How can we get the best out of people and make them think and make it easy? Are there tax incentives that you would push forward?
  (Professor Edwards) Could I say the Academy is preparing a document which is for the DTI and the Treasury on investing in R&D and that will be available in a few weeks' time. That will give a complete Academy view of this area. What I can say at this stage looking at parts of that is that investment in R&D depends on various things; the financial climate of tax incentive being just one of those. There is the access to people, there is the access to the science base. It is that combination of things that determines whether companies will invest, not just the tax incentive. Is there a new university research group that one can tap into? The evidence is that multinational companies, for example in the UK, will expect that package to be as favourable here as it is elsewhere otherwise they will remove their research activity. It is very important for the UK to get its package of attractiveness right but the financial area is just one part of that.

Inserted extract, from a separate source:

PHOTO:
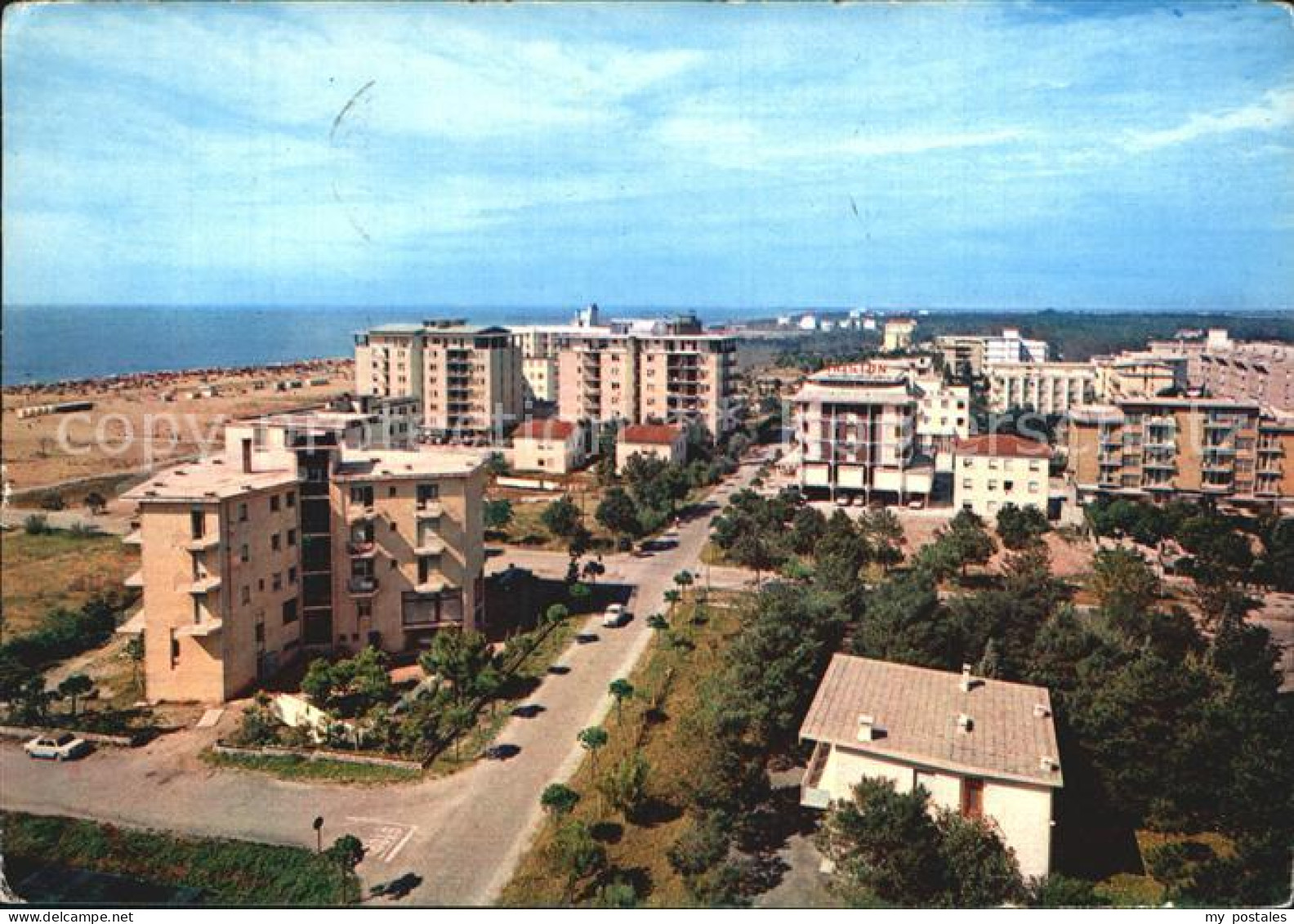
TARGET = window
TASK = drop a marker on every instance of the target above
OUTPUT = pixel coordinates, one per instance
(972, 797)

  289. Is EPSRC ahead or behind in the process in comparison with other research councils in your opinion? I am thinking of the MRC, for example, with its exploitative schemes.
  (Professor Edwards) EPSRC I think has some very attractive schemes for a whole range of companies' activities, probably almost too many to be waded through. One of the problems with the scheme the EPSRC has is that there are too many of them and they are not clear, they need some focusing. Then they do have some very attractive schemes where they put their money alongside industrial investment. Unilever takes part in those and presumably other companies as well.
  (Dr Mitchell) In answer to your tax question, I am not a tax lawyer, I do not know about—

Dr Jones

  290. We look forward to seeing your document when it is ready. I did say I would give you a few moments if there any points you particularly wanted to make that have not been covered and you will of course be very welcome to put any additional points that you want to in writing.
  (Professor Edwards) I just want to make one point, if I may, and that is engineering does serve a whole range of industrial sectors, including pharmaceutical. To look at the health of engineering research requires examining all those sectors, not just traditional manufacturing. For example, we support the chemical sector, and the pharmaceutical sector, and those are outstanding performers in the UK. Some areas are not so good, it varies very much from sector to sector.

  Dr Jones: Thank you very much, Professor Edwards and Dr Mitchell.